The collision of global markets and social mood

Thursday, September 13, 2012

All The Stars Are Aligned

Apple released their latest iPhone. The German high court paved the way for bond purchases by the ECB. The Dutch elected a pro-EU politician. Ben's Fed plan has been fully telegraphed and today's the day we hear the juicy details. The stars are aligned for a rocket ride higher.

If ever there was a day for a false breakout, this is it.

This is not my forecast, only my suspicion. I don't buy breakouts, so there is little chance of me getting caught in it.  Unless I were to short it.  Which I probably will.  With puts.

I've been in and out of calls so many times lately that I've stopped keeping track.  They've largely been scalps.  Today I will unload on any spike higher and try some puts against the tag ends of the calls which at this point are SPY 145s.

1428.98 is still the immediate stop.  Below that and the market could start having some real issues. As for the upside, there is a confluence of Fibonacci expansion targets at 1455-1458.  It doesn't have to get there to turn around.  One tick over 1439.15 could do it, but it would look cooler and would screw more people if it thrusted higher.

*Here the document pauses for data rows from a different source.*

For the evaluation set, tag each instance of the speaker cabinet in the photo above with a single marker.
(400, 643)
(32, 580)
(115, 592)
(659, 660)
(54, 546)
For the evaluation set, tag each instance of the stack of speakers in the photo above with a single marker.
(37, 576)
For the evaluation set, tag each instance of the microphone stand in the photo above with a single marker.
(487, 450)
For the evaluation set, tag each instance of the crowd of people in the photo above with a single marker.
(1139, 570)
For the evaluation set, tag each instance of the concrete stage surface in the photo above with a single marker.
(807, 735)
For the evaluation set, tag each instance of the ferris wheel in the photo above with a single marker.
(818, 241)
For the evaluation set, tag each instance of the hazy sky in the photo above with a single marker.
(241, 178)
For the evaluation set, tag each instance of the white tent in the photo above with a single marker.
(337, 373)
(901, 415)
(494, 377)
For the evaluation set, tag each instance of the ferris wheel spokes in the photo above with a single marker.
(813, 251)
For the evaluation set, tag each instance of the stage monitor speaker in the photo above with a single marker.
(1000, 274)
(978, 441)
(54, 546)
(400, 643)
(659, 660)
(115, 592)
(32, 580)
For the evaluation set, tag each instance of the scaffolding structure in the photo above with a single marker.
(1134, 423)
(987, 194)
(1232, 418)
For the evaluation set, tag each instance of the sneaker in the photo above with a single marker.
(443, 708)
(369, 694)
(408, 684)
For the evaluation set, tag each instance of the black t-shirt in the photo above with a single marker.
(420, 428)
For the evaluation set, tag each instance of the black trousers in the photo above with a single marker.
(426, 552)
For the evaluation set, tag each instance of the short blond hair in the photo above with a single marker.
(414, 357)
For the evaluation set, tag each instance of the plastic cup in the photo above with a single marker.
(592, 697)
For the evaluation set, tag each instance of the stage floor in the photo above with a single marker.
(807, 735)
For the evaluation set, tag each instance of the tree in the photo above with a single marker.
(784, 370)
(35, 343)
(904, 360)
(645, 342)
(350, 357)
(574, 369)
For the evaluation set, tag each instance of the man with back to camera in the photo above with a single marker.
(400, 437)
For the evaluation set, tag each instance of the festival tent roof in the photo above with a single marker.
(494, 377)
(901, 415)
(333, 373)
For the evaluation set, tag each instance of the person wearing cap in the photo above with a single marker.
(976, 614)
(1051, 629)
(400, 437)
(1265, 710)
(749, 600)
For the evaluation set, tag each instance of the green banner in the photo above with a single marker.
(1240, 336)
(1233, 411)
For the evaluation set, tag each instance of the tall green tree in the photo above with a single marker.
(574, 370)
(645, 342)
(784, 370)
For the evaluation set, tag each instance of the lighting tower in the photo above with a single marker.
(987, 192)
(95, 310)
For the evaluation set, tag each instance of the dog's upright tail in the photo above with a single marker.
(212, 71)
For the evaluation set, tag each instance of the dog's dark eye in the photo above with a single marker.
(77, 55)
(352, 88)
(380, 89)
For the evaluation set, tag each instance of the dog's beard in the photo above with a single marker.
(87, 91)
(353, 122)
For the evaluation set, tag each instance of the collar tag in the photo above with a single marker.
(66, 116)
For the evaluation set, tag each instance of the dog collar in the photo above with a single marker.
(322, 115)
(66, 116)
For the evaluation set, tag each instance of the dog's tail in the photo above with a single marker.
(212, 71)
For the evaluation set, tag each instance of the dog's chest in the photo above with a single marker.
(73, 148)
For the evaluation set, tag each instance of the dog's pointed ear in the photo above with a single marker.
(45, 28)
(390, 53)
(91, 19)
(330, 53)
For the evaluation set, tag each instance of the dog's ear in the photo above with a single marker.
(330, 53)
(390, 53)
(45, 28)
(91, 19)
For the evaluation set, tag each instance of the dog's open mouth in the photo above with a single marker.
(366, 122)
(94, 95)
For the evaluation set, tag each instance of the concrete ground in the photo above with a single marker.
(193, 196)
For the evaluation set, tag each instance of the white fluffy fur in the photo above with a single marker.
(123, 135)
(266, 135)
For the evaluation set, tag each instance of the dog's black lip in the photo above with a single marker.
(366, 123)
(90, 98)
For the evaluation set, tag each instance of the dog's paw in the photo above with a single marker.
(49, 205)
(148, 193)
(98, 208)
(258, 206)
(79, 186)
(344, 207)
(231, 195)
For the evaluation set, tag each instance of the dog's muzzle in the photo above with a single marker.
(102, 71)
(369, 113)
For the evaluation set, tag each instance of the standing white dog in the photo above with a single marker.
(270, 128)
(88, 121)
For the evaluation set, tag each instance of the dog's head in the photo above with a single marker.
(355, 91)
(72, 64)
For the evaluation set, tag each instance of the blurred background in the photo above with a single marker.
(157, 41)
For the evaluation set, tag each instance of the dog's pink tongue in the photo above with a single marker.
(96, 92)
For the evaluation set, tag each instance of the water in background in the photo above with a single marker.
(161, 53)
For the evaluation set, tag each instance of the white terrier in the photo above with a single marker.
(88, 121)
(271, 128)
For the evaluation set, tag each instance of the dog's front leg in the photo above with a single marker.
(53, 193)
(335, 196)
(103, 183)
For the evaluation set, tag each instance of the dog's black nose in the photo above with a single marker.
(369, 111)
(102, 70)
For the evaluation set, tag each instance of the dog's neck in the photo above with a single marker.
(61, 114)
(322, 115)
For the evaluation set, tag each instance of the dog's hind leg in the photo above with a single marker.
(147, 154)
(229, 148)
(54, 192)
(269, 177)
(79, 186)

The market's job is to take the most amount of money from the most amount of people the most amount of the time.  It's not personal.  It's business.

With all the stars so perfectly aligned, I noticed two things this morning that I'm glad I didn't overlook.

The first is that more people are opting out of the banking system.  Since both the Washington Post and Bloomberg took this and ran nearly identical stories, I assume it's PR with a purpose.  The government does not want this happening because they can't monitor people outside the financial system.  So of course they've kicked off a fancy conference "to explore ways banks could profit by serving this population."

U.S. households without bank accounts grew by 821,000 from 2009 to 2011, pushing the so-called unbanked population to 8.2 percent of the nation’s total, according to the FDIC’s National Survey of Unbanked and Underbanked Households.

Roughly 17 million adults are without a checking or savings account. It's spreading.

The second thing I noticed concerned real estate in two of the most expensive markets in the country, San Francisco and Manhattan.

According to MLS data, San Fran just saw a year-over-year fall in homes sold from August 2011 to August 2012 despite lower inventory.  And Bloomberg reported Manhattan Apartment Vacancy Rate Climbs After Rents Reach Record. The article noted the vacancy rate in August, when the greatest number of Manhattan leases are signed, was 1.19 percent, up from 1 percent a year earlier.

Not much yet, but the high end may have reached as high as it can bear.  With money essentially for free, with executive salaries at record levels, with the Dow and S&P at four-year highs and closing in on all-time highs, chances are when the bell gets rung for the top, it will be overlooked.

With the stars so perfectly aligned, it wouldn't take much to shake things up.